ByGeorge!

April 6, 2006

Fourth Annual Gamow Symposium

The George Washington University’s 2005–06 Gamow Fellowship recipients will present their findings as part of the Fourth Annual Gamow Undergraduate Research Symposium, April 7, from 2–4 pm at the new University Honors Program townhouse at 714 21st St. The event is free and open to the public.

The program, established in 2002 as part of the University’s strategic plan to provide meaningful, guided research experiences for undergraduates, is named for George Gamow, a distinguished theoretical nuclear physicist who served on GW’s faculty from 1934 to 1956. It is primarily open to freshmen, sophomores, and juniors.

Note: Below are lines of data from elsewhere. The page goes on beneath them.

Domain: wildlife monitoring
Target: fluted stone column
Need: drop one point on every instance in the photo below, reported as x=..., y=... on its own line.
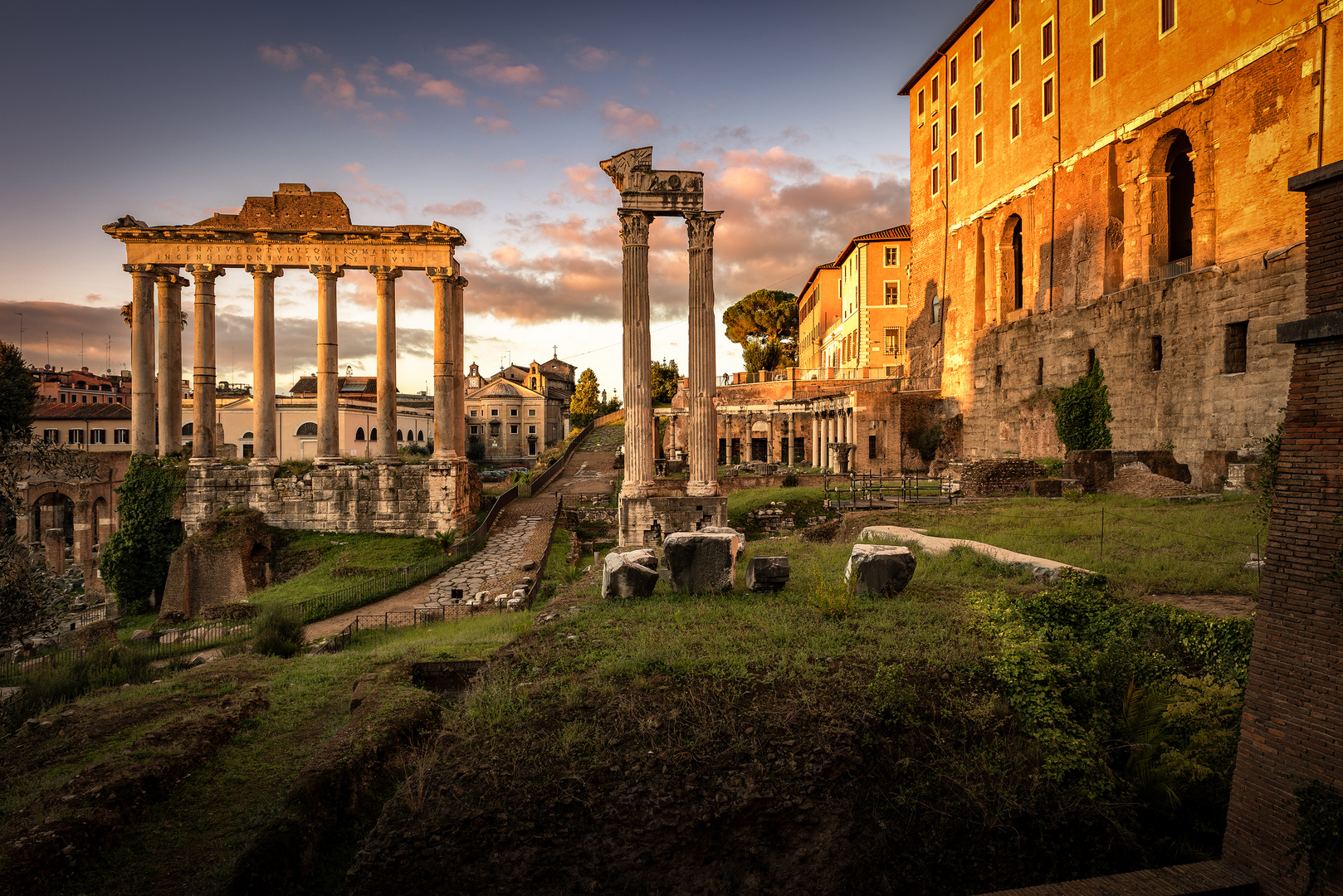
x=703, y=431
x=169, y=360
x=141, y=358
x=458, y=370
x=386, y=450
x=328, y=366
x=638, y=355
x=447, y=403
x=204, y=442
x=263, y=363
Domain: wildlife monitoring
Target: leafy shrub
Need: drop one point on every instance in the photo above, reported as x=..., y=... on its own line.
x=1082, y=412
x=278, y=631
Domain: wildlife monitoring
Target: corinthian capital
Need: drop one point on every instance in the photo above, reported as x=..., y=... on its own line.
x=634, y=226
x=699, y=226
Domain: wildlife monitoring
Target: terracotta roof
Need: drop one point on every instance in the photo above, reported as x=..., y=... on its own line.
x=56, y=411
x=947, y=45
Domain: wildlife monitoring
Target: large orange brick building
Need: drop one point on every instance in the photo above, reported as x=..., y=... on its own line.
x=1108, y=179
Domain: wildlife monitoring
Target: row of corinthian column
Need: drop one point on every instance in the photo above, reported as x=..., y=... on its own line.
x=449, y=377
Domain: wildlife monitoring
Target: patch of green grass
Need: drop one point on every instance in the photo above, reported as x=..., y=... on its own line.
x=358, y=558
x=1150, y=547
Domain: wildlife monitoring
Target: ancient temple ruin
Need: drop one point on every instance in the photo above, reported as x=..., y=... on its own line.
x=645, y=193
x=297, y=229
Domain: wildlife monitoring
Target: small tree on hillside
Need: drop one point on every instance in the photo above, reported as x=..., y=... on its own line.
x=134, y=561
x=584, y=406
x=17, y=392
x=1082, y=412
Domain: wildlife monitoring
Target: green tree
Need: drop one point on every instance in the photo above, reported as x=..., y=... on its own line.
x=134, y=562
x=1082, y=412
x=17, y=392
x=586, y=405
x=764, y=324
x=667, y=381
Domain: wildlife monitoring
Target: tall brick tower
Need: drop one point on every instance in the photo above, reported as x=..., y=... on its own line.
x=1292, y=728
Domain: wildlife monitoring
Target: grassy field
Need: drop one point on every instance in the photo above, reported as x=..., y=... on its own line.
x=1149, y=547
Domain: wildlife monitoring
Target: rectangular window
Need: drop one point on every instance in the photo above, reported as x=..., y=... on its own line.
x=1167, y=15
x=1237, y=336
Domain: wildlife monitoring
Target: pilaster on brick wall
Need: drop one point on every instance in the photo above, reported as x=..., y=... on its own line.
x=1293, y=699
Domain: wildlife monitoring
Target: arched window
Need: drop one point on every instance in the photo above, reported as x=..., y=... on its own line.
x=1179, y=207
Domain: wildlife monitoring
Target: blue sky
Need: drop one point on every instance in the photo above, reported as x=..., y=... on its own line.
x=491, y=119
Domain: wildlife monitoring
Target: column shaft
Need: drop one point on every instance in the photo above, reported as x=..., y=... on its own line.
x=703, y=431
x=263, y=363
x=386, y=450
x=638, y=355
x=169, y=360
x=141, y=359
x=204, y=440
x=328, y=366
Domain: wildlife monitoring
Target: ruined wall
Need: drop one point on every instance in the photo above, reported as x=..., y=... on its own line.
x=414, y=499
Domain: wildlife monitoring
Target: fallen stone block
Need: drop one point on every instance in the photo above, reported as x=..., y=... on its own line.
x=701, y=562
x=725, y=529
x=878, y=568
x=767, y=574
x=628, y=575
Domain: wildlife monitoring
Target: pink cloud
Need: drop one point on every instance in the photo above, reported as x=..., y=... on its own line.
x=593, y=58
x=562, y=99
x=465, y=208
x=625, y=123
x=495, y=125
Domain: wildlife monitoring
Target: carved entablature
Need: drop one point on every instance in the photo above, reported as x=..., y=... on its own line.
x=657, y=192
x=293, y=227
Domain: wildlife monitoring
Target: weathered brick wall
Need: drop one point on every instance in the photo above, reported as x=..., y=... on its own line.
x=1293, y=698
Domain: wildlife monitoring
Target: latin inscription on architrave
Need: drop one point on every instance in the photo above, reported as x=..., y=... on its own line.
x=291, y=254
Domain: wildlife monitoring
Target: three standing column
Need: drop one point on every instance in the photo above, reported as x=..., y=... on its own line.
x=263, y=363
x=638, y=353
x=141, y=358
x=446, y=401
x=703, y=430
x=328, y=366
x=386, y=450
x=204, y=442
x=169, y=360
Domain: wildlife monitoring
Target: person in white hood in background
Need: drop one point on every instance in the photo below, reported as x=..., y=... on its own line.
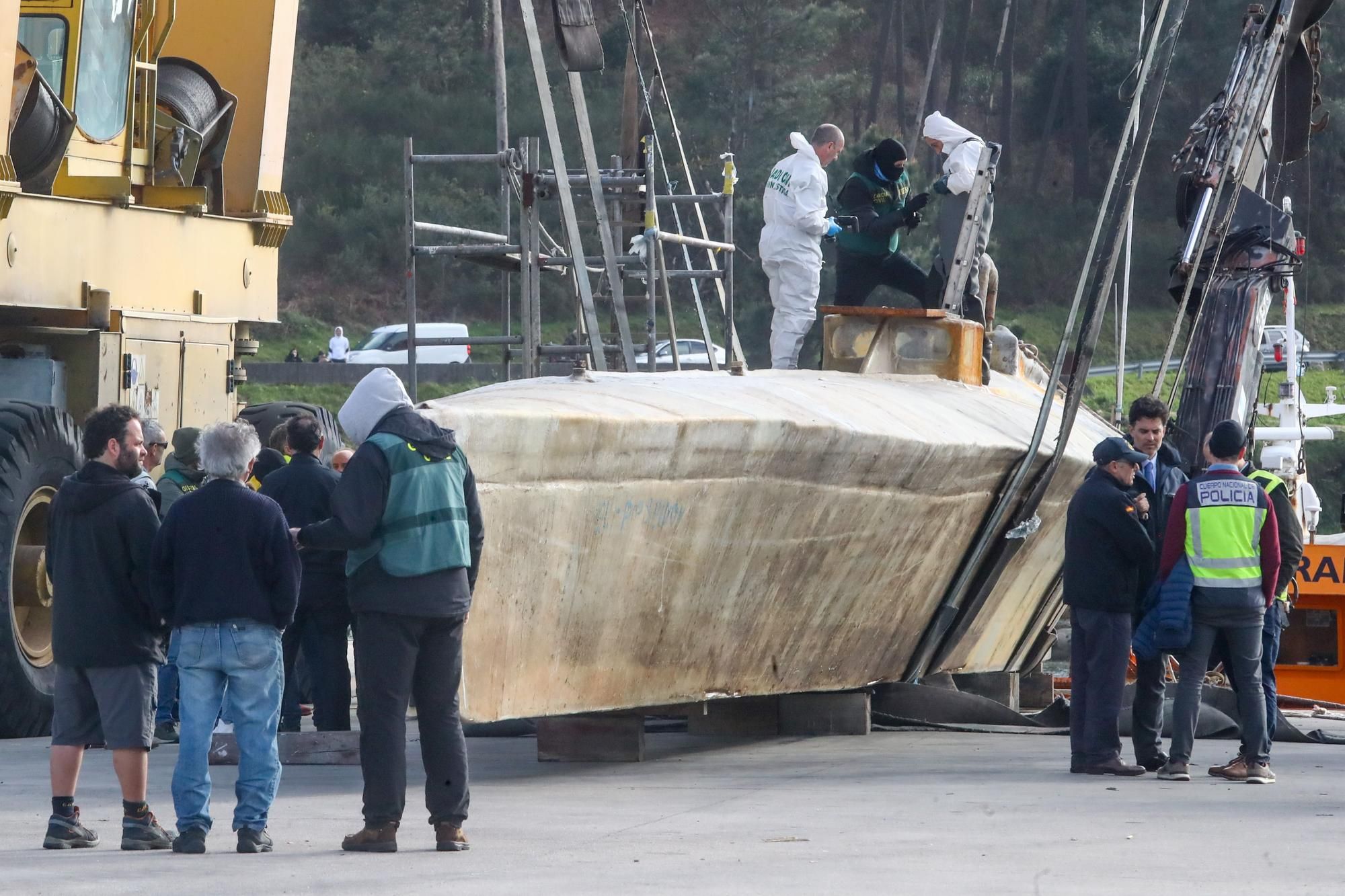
x=961, y=151
x=796, y=216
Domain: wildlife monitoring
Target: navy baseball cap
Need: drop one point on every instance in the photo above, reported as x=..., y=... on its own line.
x=1117, y=448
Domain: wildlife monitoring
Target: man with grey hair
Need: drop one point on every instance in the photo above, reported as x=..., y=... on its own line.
x=796, y=217
x=157, y=444
x=228, y=607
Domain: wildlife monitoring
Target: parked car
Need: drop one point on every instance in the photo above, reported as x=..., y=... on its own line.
x=388, y=346
x=1276, y=337
x=691, y=352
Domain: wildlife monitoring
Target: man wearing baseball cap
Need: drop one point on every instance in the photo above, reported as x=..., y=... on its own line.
x=1109, y=556
x=1226, y=526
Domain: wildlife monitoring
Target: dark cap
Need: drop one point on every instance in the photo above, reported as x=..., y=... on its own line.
x=887, y=155
x=1117, y=448
x=1227, y=439
x=185, y=446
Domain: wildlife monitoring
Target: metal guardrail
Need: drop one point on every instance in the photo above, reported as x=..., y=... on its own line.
x=1139, y=368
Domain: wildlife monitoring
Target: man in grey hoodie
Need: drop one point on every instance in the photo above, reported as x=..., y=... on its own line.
x=406, y=512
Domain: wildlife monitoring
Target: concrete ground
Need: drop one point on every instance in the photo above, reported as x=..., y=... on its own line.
x=910, y=813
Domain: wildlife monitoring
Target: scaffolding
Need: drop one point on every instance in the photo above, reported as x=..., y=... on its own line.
x=528, y=251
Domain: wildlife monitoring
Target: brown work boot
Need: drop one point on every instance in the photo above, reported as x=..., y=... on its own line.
x=1237, y=770
x=449, y=838
x=377, y=838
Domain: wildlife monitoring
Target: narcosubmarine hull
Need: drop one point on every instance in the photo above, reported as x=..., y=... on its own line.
x=665, y=538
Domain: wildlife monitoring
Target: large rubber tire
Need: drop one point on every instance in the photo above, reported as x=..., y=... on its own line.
x=270, y=415
x=40, y=446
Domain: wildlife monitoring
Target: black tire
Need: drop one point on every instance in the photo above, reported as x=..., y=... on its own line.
x=40, y=446
x=270, y=415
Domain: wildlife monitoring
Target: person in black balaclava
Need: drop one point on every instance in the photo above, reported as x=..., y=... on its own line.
x=879, y=196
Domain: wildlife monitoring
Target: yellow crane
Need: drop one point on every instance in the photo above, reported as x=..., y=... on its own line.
x=142, y=216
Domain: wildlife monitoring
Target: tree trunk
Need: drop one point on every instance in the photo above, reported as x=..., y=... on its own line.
x=1079, y=71
x=960, y=61
x=1052, y=108
x=880, y=57
x=902, y=60
x=930, y=67
x=1007, y=88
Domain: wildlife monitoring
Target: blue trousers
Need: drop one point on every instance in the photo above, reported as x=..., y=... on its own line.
x=244, y=655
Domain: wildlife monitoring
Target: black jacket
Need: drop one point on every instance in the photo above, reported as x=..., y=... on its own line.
x=1109, y=556
x=99, y=541
x=225, y=552
x=1169, y=477
x=1291, y=533
x=358, y=506
x=305, y=489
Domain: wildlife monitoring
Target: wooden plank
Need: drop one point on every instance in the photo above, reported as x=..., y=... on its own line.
x=591, y=739
x=861, y=311
x=303, y=748
x=837, y=713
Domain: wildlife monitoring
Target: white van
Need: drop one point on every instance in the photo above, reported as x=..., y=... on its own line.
x=388, y=346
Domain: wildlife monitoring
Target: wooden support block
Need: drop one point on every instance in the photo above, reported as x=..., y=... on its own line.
x=303, y=748
x=591, y=739
x=828, y=713
x=1036, y=689
x=736, y=717
x=1001, y=688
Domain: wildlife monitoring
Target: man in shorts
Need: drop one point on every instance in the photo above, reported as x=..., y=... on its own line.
x=107, y=638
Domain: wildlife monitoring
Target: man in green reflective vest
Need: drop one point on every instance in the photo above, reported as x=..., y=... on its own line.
x=1277, y=616
x=1225, y=525
x=406, y=512
x=878, y=194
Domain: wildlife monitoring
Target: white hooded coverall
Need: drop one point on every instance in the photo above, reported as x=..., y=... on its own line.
x=962, y=151
x=796, y=214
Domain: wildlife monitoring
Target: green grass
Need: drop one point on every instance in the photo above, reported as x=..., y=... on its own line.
x=333, y=396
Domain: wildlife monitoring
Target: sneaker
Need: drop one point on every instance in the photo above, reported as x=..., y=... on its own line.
x=381, y=838
x=1114, y=767
x=68, y=833
x=1175, y=770
x=449, y=838
x=255, y=841
x=192, y=841
x=1260, y=774
x=1153, y=763
x=145, y=833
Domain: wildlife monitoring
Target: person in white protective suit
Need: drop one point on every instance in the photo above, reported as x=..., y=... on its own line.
x=961, y=151
x=796, y=214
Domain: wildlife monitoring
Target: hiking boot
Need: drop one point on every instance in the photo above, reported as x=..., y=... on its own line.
x=1114, y=767
x=1260, y=774
x=1175, y=770
x=449, y=838
x=145, y=833
x=1153, y=763
x=380, y=838
x=68, y=833
x=255, y=841
x=192, y=841
x=1237, y=770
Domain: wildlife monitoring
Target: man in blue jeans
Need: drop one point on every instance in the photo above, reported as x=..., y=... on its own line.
x=228, y=607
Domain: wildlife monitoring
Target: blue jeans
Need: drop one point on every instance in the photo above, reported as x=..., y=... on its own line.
x=244, y=655
x=167, y=710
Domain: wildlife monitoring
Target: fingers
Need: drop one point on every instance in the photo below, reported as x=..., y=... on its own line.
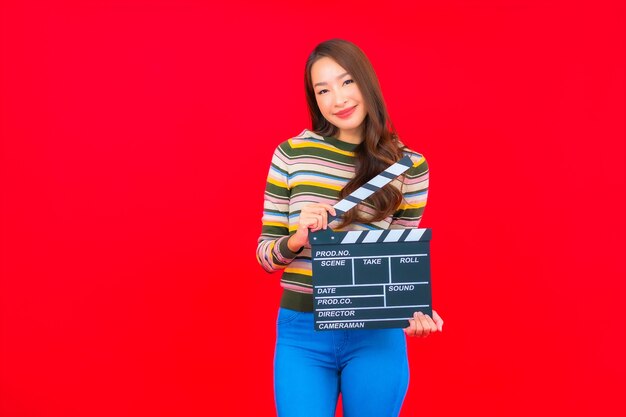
x=315, y=216
x=438, y=321
x=421, y=325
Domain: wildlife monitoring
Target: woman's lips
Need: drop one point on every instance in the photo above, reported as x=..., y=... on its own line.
x=344, y=114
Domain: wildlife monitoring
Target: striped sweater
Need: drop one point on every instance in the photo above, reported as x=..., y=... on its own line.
x=308, y=169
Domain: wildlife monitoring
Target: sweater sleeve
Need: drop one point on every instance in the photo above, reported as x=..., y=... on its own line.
x=414, y=193
x=272, y=251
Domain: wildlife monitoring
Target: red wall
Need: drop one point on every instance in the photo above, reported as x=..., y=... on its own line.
x=136, y=137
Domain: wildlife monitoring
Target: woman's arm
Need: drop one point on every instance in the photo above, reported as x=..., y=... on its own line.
x=273, y=252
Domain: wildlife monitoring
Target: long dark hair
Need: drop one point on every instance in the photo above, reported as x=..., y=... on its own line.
x=380, y=147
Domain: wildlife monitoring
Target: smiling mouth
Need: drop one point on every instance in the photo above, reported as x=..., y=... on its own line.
x=345, y=113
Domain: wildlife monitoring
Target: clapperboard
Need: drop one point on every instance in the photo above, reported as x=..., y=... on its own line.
x=370, y=279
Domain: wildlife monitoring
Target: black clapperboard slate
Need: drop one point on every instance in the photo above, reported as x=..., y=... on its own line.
x=370, y=279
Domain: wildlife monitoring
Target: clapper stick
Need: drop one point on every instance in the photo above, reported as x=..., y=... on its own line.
x=370, y=187
x=370, y=279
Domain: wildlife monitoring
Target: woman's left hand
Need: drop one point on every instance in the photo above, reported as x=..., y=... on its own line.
x=421, y=325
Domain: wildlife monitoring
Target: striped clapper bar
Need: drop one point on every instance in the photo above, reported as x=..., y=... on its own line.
x=370, y=279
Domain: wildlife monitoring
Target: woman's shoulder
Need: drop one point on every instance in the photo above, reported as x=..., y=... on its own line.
x=302, y=139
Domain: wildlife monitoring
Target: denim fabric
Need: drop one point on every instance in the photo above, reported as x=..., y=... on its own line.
x=311, y=368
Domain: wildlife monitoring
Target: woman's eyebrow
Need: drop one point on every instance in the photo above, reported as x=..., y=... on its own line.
x=324, y=83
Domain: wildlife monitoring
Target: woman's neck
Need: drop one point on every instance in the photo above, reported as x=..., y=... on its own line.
x=354, y=136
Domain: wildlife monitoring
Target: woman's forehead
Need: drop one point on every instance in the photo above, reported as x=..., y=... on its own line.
x=326, y=70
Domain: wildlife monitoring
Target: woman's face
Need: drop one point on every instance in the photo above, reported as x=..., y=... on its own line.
x=339, y=99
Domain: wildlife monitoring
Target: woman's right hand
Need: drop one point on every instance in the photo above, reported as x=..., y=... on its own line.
x=313, y=217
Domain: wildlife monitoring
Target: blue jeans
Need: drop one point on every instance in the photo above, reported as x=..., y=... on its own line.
x=368, y=367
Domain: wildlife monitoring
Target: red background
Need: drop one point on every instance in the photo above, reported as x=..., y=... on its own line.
x=136, y=138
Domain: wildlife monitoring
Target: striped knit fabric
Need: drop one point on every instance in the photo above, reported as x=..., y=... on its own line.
x=313, y=169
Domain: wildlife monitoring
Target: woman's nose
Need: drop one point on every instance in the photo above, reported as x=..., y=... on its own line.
x=340, y=99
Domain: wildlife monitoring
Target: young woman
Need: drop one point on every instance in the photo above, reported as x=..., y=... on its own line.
x=351, y=141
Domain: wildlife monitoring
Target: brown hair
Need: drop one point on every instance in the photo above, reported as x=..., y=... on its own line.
x=380, y=147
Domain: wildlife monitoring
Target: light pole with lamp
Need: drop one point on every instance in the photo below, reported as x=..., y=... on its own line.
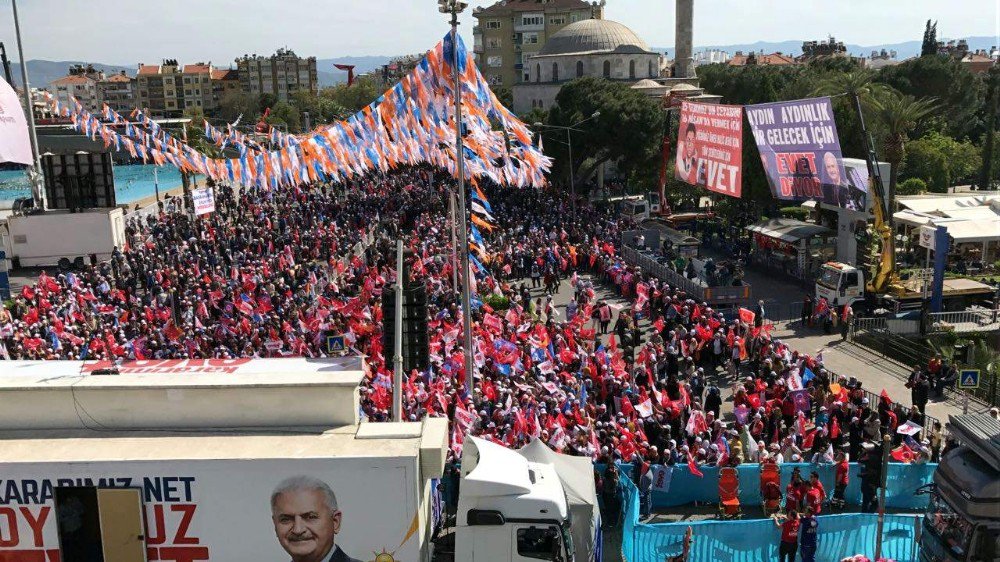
x=455, y=7
x=569, y=143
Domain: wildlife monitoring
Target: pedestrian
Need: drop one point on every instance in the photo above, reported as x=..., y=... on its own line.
x=808, y=535
x=789, y=535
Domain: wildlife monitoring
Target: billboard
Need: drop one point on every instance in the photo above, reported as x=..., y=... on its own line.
x=261, y=509
x=710, y=147
x=800, y=150
x=204, y=201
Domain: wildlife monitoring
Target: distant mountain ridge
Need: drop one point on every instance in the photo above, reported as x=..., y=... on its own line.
x=41, y=73
x=903, y=50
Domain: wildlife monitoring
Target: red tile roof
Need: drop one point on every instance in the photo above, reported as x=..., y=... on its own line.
x=771, y=59
x=197, y=68
x=507, y=6
x=224, y=74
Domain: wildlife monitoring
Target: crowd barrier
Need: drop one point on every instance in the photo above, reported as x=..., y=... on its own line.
x=839, y=536
x=686, y=488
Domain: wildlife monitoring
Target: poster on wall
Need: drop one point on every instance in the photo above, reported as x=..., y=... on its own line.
x=710, y=147
x=204, y=201
x=342, y=509
x=800, y=150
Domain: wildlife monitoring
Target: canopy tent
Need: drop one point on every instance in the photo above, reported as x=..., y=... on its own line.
x=577, y=477
x=788, y=230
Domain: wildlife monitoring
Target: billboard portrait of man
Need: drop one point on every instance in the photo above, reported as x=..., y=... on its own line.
x=687, y=156
x=306, y=520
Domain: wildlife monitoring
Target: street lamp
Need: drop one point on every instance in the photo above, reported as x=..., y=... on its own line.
x=569, y=142
x=455, y=7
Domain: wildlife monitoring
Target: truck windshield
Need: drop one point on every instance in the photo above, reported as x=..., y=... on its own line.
x=953, y=530
x=830, y=278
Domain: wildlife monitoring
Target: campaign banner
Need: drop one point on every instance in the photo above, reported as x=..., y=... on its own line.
x=14, y=144
x=341, y=508
x=800, y=150
x=710, y=147
x=204, y=201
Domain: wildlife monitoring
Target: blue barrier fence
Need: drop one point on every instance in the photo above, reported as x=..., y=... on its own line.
x=686, y=488
x=755, y=540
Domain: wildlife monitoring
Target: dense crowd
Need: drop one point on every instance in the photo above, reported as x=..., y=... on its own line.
x=271, y=271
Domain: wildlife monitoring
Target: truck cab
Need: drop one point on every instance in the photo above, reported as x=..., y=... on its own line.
x=509, y=508
x=840, y=284
x=962, y=522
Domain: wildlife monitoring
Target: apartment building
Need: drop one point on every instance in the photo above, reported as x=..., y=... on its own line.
x=508, y=32
x=280, y=74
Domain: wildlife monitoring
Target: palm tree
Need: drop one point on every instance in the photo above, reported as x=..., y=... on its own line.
x=898, y=114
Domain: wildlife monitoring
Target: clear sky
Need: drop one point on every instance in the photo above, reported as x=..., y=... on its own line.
x=129, y=31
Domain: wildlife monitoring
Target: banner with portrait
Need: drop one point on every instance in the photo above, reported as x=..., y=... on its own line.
x=710, y=147
x=340, y=508
x=800, y=150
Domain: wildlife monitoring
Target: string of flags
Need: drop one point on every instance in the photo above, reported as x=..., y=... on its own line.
x=411, y=123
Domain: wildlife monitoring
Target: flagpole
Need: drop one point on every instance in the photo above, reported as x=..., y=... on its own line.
x=38, y=192
x=454, y=7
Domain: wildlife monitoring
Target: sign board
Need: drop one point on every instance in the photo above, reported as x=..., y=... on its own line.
x=335, y=344
x=196, y=510
x=927, y=234
x=204, y=201
x=968, y=379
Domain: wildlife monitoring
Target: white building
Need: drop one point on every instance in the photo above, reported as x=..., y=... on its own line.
x=594, y=47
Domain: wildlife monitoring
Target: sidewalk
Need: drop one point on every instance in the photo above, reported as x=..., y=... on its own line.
x=874, y=371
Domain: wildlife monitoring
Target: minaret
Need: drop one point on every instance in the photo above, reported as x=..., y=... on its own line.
x=684, y=40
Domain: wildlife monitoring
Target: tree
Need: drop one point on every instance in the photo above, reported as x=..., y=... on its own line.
x=354, y=97
x=912, y=186
x=929, y=45
x=989, y=142
x=941, y=161
x=959, y=92
x=898, y=114
x=629, y=129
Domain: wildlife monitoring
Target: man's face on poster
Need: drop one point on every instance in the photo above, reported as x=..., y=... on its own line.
x=689, y=148
x=832, y=169
x=305, y=525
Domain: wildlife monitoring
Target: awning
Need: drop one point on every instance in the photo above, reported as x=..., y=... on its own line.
x=789, y=230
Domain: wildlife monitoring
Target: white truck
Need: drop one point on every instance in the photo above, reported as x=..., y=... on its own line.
x=60, y=237
x=532, y=504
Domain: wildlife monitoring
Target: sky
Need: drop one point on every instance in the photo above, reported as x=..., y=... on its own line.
x=126, y=32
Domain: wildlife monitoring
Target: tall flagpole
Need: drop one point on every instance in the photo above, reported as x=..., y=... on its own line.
x=463, y=233
x=38, y=192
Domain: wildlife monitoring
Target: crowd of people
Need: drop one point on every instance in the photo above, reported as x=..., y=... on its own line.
x=271, y=271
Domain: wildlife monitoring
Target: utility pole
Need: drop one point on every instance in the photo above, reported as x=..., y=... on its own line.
x=6, y=65
x=397, y=371
x=38, y=191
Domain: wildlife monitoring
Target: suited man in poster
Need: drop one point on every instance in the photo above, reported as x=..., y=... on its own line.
x=687, y=156
x=306, y=520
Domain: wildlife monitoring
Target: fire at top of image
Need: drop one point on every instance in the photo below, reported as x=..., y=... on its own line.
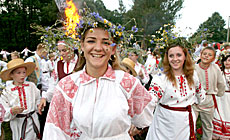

The Gamow Fellowship provides either academic year, or summer funding for undergraduates to conduct research under the guidance of a faculty mentor. The joint research projects are presented at conferences or published in journals.
The fellowship marks a concerted investment by the University to expand research opportunities for GW undergraduates, and forms a centerpiece for a slate of opportunities ranging from the inquiry based Dean’s Seminars for freshmen in the Columbian College of Arts and Sciences, to independent study courses, to departmental or Honors Program senior theses, to Luther Rice Collaborative
Fellowships.

2005–06 Fellows

- Taylor Asen (CCAS, English), “Robert Louis Stevenson and the Children’s Literary Market in Victorian England”
- Liza Blake (CCAS, English), “The Pauses of Sleep: Sleep as a Narrative Strategy in Victorian Literature”
- Jill Michelle Furst (CCAS, geology), “Medical Geology in the Navajo Nation: A Project to Assess the Health Effects of Burning Coal (in an underserved population)”
- Malak Hamwi (ESIA, international affairs) “No Laughing Matter: The Syrian Tabloid Ad-Domari (The Lamplighter) as a Form of Everyday Resistance”
- Joseph Krepp (CCAS, biology), “Hookworm Infection: Role of Heat Shock Factor in the Transition of Parasitism”
- Jonathan Mendelson (CCAS, biology), “Do Immune Cells in the Purple Sea Urchin Proliferate in Response to Immune Challenge?”
- John Patrick Miller (ESIA, international affairs), “British Combat Tactics within the Mesopotamian Front: Engagement to Surrender at Kut-Al Amara (1914–16)”
- Elizabeth Perlmutter (CCAS, music), “The South Africa Project”
- Emily Robertson (CCAS, music), “Johannes Starton’s Missa Jouyassance Vous Donneray from the National Library of Medicine’s ‘Bathtub Collection:’ A Modern Edition and Study”
- Allison Seitchik (CCAS, psychology), “Developing a Questionnaire to Predict the Use of Performance Enhancing Substances.”